Was heißt nun aber „scharfes Bild“?
Das menschliche Auge ist in der Lage, zwei Punkte als getrennt voneinander zu
erkennen, wenn ihr Abstand größer als ca. eine Bogenminute ist. Daher wird ein
Okular den Eindruck eines scharfen Bildes geben, wenn es in der Lage ist,
bezogen auf das scheinbare Gesichtsfeld von 30-85° (je nach Bauart) eine
Auflösung von einer Bogenminute oder besser zu liefern. „Bessere“ Okulare
vermag das Auge bezüglich Schärfe nicht mehr zu unterscheiden, „schlechtere“
vermitteln den Eindruck eines unscharfen Bildes.

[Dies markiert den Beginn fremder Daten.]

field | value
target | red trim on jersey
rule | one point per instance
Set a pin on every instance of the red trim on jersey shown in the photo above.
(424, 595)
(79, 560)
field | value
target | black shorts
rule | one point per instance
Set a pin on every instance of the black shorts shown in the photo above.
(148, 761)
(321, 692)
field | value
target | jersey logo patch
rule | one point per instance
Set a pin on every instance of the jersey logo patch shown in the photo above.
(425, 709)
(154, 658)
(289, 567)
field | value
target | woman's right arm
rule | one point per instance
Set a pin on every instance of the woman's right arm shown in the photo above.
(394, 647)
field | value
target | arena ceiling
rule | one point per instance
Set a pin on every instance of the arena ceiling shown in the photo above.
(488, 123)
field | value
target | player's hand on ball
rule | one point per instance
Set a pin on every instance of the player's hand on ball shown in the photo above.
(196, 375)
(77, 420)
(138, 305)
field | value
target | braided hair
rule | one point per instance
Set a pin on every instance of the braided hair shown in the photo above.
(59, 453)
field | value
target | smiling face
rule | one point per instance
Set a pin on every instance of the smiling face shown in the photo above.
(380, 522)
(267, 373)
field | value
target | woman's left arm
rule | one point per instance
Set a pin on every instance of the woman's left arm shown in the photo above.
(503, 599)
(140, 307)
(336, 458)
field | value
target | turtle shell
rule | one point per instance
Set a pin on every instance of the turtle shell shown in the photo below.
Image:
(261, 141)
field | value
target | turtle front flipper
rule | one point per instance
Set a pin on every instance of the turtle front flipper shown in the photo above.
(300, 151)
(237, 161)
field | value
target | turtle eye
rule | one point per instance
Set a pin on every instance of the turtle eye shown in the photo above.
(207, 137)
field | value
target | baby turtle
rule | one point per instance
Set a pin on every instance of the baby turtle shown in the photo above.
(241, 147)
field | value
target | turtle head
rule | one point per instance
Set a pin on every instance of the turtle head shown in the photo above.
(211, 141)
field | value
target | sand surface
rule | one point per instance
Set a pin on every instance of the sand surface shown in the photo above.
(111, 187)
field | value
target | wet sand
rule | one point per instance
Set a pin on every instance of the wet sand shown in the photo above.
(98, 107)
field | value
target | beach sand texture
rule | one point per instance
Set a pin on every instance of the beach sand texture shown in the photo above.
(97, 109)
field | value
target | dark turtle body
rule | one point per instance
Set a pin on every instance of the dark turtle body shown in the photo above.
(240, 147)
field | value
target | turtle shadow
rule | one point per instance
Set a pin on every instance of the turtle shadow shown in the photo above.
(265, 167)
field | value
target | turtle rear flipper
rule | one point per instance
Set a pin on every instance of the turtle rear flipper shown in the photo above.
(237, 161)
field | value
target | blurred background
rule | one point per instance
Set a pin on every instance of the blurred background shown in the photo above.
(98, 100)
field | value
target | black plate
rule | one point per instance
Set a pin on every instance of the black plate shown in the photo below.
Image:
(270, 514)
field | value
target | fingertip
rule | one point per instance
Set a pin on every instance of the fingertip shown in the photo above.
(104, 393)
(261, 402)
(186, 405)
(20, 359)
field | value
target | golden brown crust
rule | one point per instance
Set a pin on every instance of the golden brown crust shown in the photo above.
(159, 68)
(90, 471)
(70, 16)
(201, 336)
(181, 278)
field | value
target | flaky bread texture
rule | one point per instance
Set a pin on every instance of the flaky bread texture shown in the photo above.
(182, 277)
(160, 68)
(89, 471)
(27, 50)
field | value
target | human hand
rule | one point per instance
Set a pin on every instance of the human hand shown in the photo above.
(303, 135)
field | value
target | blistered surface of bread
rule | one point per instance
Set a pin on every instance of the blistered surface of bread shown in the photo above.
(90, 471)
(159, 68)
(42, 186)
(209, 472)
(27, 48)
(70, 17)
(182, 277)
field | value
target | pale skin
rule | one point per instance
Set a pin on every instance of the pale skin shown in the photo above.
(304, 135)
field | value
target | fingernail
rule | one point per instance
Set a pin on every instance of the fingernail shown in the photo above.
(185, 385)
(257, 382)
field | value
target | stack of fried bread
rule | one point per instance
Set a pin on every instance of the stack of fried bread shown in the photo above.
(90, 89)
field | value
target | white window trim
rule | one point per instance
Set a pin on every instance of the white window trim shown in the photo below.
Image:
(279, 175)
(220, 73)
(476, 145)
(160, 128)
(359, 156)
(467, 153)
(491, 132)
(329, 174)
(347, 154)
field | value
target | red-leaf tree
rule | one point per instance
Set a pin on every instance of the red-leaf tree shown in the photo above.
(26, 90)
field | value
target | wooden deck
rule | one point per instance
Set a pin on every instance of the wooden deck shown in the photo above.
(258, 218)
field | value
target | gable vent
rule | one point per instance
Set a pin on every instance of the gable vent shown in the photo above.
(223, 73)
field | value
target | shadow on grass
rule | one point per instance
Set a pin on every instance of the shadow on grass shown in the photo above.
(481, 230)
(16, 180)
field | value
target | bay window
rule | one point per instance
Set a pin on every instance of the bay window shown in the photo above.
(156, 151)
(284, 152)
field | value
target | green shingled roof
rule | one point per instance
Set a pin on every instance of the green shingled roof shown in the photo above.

Natürlich muss die
Vergrößerung zum Teleskop passen – das beste Okular ist nicht mehr in der Lage,
ein scharfes Bild zu liefern, wenn die Vergrößerung 400-fach an einem Teleskop
mit 50mm Linsendurchmesser beträgt – siehe Kennzahlen.
Auch bei höheren Vergrößerungen sollte ein Okular aber die Auflösung von einer
Bogenminute bringen, da sich die teleskopbedingte Beugungsunschärfe und die
Okularunschärfe summieren.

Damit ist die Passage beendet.